Register machines: In addition to its internal state, a register machine has a sequence of registers, which are storage cells for natural numbers on which elementary arithmetic operations can be carried out. Register machines are just as powerful as Turing machines.

Extended machine terms

Nondeterministic automata must not be confused with stochastic automata . The latter assign probabilities to the state transitions, while the former only talk about possibilities. Nondeterministic automata are therefore not suitable for making probability statements.

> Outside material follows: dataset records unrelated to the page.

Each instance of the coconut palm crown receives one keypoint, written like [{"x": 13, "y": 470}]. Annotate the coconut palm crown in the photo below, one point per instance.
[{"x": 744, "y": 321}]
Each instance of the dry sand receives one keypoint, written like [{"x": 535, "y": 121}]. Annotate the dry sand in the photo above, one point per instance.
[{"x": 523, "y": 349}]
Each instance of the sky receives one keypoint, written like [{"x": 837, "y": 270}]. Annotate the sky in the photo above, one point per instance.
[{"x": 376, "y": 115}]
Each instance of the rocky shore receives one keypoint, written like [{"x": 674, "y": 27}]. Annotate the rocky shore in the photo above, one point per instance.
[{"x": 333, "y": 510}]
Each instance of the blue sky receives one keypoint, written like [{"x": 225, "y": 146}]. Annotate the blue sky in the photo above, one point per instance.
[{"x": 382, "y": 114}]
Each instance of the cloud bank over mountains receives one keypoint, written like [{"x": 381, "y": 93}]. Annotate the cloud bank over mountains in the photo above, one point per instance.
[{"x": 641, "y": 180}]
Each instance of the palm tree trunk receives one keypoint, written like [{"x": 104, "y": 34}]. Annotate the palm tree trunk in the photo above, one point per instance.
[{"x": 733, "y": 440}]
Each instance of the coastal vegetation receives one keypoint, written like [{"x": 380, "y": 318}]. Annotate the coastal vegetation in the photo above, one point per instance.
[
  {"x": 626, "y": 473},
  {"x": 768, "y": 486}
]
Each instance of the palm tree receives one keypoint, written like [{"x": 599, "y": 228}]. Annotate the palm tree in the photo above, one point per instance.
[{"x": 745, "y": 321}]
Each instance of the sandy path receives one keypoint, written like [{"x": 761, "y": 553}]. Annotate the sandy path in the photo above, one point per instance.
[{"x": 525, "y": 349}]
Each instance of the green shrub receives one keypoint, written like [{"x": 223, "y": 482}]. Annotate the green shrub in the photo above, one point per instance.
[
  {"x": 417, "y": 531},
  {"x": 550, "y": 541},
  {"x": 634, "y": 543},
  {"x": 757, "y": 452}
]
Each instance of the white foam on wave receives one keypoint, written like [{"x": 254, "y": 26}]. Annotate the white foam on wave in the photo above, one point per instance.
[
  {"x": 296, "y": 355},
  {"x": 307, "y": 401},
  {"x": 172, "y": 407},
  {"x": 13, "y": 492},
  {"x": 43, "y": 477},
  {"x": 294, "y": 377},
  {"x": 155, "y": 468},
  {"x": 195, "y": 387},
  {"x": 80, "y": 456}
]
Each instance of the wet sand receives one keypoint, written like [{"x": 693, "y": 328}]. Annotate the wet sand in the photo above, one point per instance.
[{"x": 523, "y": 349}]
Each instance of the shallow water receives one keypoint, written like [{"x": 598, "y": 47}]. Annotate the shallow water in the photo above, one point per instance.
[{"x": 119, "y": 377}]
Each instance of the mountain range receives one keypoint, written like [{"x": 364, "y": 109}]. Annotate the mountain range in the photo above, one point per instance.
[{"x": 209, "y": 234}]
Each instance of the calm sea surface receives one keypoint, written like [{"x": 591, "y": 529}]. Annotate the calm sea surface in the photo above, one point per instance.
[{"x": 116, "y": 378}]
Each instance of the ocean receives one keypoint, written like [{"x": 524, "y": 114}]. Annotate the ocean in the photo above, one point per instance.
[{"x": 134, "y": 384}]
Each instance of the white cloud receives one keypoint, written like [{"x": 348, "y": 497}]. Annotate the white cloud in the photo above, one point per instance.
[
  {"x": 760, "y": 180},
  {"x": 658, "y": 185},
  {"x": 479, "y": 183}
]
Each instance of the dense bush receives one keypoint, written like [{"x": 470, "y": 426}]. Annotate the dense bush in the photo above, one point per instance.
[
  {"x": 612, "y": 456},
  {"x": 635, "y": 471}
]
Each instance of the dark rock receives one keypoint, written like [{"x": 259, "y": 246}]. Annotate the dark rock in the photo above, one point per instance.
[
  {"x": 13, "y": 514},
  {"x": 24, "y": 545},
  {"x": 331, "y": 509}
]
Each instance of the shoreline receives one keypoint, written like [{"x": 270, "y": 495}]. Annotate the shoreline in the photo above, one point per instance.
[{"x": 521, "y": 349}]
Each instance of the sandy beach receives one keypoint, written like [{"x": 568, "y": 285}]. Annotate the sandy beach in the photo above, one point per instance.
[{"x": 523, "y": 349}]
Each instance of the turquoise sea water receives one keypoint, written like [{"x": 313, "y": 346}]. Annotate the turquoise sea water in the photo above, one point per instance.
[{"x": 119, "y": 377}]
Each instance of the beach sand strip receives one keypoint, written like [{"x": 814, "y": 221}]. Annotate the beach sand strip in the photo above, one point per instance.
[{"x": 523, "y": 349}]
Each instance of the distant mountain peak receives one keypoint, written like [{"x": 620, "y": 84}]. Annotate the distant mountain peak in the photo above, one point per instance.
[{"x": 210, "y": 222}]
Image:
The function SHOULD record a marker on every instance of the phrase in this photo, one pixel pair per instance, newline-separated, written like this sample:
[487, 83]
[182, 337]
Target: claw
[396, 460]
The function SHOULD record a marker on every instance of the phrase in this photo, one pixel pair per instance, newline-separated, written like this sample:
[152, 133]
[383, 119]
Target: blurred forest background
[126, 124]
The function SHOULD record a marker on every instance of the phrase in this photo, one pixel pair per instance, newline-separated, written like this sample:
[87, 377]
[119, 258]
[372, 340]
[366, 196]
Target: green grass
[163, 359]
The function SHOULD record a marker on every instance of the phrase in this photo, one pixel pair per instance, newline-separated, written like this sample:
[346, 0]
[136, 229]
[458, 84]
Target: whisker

There are also other types of machines that are not based on the sequential reading of an input. Some of the more popular machines are:

Variants of the Turing machine with a two-dimensional belt or with several belts
Cellular automata
ω-automata for infinite inputs
Neural Networks
Petri nets
Algebraic calculation models

Applications

Finite automata and push-down automata are of practical relevance for programming : they offer a simple structure with which many complex problems can be solved clearly. In the compiler, they are, for example, the implementation of parsers used, the reactions of networking protocols often use a finite state machine to around their current state model . The navigation options in a wizard can also be expressed very well as a finite automaton, and workflow management uses these concepts to model work processes.

The finite state machine model is also used in the implementation of sequential hardware , there usually referred to as a finite state machine (FSM).